Chage & Aska: On Your Mark (1995 Music Video)
10/10
Emotionally powerful animated film in spite of the song that inspired it. (Spoilers)
4 June 2001
Warning: Spoilers
Has there ever been a film that so completely overshadows its impetus? (Okay, maybe Casablanca and Star Wars, but who's really counting?) Hayao Miyazaki's animated musical, which only follows the accompanying song (by Chage and Aska, a Japanese pop duo) in the timing of certain events and in the multiple endings (one of the lyrics says something to the effect that "I'll keep on trying until I succeed"), is in many ways his best work. Simple, direct, exciting, with all of his usual motifs (environmental concerns, old-fashioned duty, flight sequences, angels (?--see below), pigs, a short-haired girl, and redemption of humans as a species) packed into just over six and a half minutes, there is nothing included that could be cut and nothing that can be overlooked.

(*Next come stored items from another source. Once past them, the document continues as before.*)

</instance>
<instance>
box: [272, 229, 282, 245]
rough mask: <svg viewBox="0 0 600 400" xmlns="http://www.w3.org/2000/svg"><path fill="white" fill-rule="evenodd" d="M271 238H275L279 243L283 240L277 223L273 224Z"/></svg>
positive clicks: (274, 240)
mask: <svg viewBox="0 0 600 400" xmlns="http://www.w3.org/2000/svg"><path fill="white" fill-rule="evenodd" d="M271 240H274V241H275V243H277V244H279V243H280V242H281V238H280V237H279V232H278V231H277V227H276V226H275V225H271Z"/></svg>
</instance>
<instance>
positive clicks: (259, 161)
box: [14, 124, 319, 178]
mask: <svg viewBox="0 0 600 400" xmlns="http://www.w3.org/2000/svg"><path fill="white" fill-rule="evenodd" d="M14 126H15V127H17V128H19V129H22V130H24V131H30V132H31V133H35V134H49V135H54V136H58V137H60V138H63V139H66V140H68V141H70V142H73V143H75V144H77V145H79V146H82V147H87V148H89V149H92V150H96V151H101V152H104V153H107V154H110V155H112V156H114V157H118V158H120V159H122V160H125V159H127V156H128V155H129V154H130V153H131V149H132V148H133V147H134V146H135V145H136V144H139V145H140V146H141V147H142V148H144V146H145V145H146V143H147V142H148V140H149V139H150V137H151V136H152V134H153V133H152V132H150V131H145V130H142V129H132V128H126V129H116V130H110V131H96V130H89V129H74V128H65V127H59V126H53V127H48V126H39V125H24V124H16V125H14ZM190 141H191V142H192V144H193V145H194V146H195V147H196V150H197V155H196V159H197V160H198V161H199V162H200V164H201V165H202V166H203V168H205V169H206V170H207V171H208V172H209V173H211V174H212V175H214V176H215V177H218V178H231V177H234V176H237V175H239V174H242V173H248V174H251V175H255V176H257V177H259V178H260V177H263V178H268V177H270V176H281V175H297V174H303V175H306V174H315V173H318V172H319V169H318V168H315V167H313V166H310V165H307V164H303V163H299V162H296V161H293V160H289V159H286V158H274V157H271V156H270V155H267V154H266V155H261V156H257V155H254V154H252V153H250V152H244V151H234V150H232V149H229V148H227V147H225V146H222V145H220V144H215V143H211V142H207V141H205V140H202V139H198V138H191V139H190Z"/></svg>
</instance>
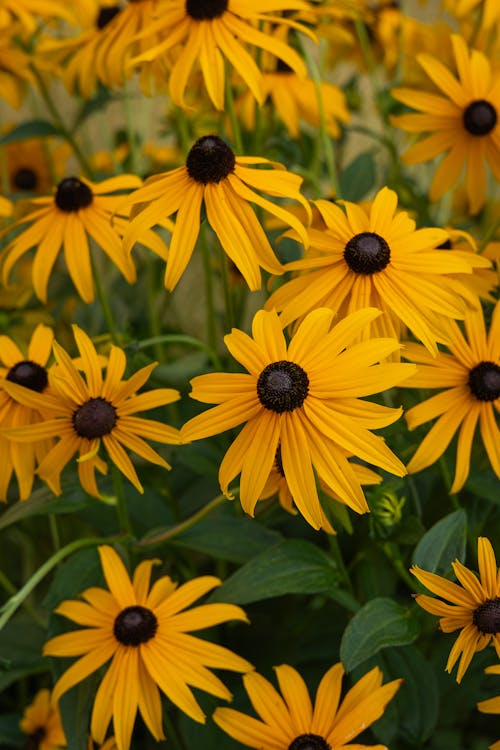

There has been much discussion as to whether the girl is really an angel. While it is widely known that Miyazaki is more or less an atheist (he's a humanist, trusting humans to make their own decisions in this world and not worry about (or worse, make decisions based on) what may or may not be in the next world, such as the cult holding the girl), he never treats religious people with any less respect than others he disagrees with (something I wish other filmmakers would practice, since most of them expect the same respect of their own beliefs). Sometimes, in the case of the comic book version of Kaze no Tani no Naushika (Nausicaa of the Valley of Wind), he depicts some of them with reverence. Even so, I don't really feel that the girl is an angel.

In the Nausicaa comic, there is a legend of a winged apostle (a fresco of her on a ceiling looks extraordinarily like the angel from On Your Mark), who the reader latter discovers may have returned to the earth on several occasions throughout history, when the world was in peril. Spoilers: By the end of the series, though, we learn that everything--plants, animals, Ohmu, even humans--have been genetically engineered or altered to survive in a world contaminated by nuclear war. As it turns out, the winged apostle (the new one being Nausicaa) may well have been a genetic trait, timed by scientists to "go off" every few generations to help them with the pre-designed events leading up to the cleansing of the world. I think that maybe the angel in On Your Mark was the first of these--a prototype version that may have passed into legend by Nausicaa's time, making the music video a kind of prequel to Nausicaa.

Anyway, watch the music video, watch the Nausicaa anime, and read the Nausicaa comics. They are likely all related.